Last week it came to light that the Free State was experiencing critical, life-threatening shortages of ARVs and had therefore called for a stop to the ART roll-out. To read TAC's original statement on the issue please click here. The Manager of the province’s ART programme, Dr. Mvula Tshabalala, instructed provincial healthcare workers to stop initiating new patients on ART with the exception of pregnant women.
The reasons for these ART shortages were alleged financial mismanagement within the provincial Health Department. TAC has since received some clarity on these issues from representatives of the Free State Department of Health as well as from a range of stakeholders who are currently monitoring the situation. The findings have important implications for the national roll-out as a whole.

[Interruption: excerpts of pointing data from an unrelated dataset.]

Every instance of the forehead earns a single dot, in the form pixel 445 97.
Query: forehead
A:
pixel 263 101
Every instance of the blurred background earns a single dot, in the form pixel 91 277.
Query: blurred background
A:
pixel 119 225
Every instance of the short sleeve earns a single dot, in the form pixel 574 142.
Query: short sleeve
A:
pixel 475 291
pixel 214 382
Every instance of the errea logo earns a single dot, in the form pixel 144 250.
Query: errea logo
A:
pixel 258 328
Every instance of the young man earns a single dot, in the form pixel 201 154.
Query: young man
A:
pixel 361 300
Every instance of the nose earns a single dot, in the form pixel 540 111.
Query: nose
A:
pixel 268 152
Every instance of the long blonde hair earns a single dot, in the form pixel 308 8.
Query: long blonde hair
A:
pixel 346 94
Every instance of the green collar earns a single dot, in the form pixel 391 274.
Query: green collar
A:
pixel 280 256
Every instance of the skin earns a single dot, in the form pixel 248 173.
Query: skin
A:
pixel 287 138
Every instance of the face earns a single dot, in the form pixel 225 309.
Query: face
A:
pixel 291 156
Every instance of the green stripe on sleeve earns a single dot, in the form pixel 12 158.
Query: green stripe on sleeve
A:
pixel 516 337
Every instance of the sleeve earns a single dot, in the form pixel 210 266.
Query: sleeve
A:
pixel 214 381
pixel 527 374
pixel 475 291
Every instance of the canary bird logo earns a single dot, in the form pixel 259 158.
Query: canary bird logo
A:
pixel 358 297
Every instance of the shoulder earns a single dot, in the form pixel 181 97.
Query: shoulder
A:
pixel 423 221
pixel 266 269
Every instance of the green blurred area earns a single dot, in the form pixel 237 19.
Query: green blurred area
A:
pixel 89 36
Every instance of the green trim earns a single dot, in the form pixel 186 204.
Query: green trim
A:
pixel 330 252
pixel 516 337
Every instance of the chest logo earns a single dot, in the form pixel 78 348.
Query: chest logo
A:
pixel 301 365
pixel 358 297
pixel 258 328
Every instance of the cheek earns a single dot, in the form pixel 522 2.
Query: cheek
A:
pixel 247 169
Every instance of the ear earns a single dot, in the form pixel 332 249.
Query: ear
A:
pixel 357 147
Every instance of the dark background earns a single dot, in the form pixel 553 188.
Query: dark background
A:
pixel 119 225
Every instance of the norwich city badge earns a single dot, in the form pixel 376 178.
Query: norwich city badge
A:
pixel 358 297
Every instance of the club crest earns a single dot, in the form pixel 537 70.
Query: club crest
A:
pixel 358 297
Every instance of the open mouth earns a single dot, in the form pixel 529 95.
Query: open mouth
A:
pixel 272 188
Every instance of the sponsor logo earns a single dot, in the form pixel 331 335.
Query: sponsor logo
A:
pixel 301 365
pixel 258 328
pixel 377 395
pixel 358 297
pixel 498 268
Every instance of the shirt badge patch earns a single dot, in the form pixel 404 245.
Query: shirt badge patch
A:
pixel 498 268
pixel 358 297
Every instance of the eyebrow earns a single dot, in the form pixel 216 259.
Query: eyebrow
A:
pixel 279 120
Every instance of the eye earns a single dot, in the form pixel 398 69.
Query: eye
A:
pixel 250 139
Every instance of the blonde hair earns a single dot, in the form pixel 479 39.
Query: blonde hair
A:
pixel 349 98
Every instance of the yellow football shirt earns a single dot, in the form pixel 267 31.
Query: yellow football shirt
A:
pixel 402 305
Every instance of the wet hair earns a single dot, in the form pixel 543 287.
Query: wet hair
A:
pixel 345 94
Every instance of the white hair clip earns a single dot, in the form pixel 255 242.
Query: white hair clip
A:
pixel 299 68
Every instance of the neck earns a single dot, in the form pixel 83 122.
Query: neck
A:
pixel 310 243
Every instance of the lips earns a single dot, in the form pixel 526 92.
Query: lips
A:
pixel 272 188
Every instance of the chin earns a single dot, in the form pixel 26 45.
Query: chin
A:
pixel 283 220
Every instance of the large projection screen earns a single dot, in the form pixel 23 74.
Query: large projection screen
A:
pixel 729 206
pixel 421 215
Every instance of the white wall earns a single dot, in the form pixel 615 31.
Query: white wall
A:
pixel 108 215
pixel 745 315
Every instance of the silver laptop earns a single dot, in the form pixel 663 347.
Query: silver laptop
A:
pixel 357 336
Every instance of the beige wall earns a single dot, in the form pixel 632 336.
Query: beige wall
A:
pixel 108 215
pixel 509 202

According to the information that we have received:
A number of our sources claim that the primary reason for the current financial shortfall in the Free State is that the National Department of Health has grossly underfunded the ART programme for 2008/9. The sum of R300 million for essential bridging funding required by provinces was promised by the National Department of Health. However, it was inequitably distributed between provinces, with only four provinces receiving the essential bridging funding they needed to meet the costs of the expanding ART roll-out.
The Free State was one of the five provinces left without bridging funding. As a result of the lack of funding, the Free State has stopped initiating new patients on ARVs. If the current budgeting deficits remain, the Free State Department of Health claims that their stocks of ARVs will only last until January. Unless these critical shortages are addressed, Free State health officials argue that they will not be able to start new patients on ART until April.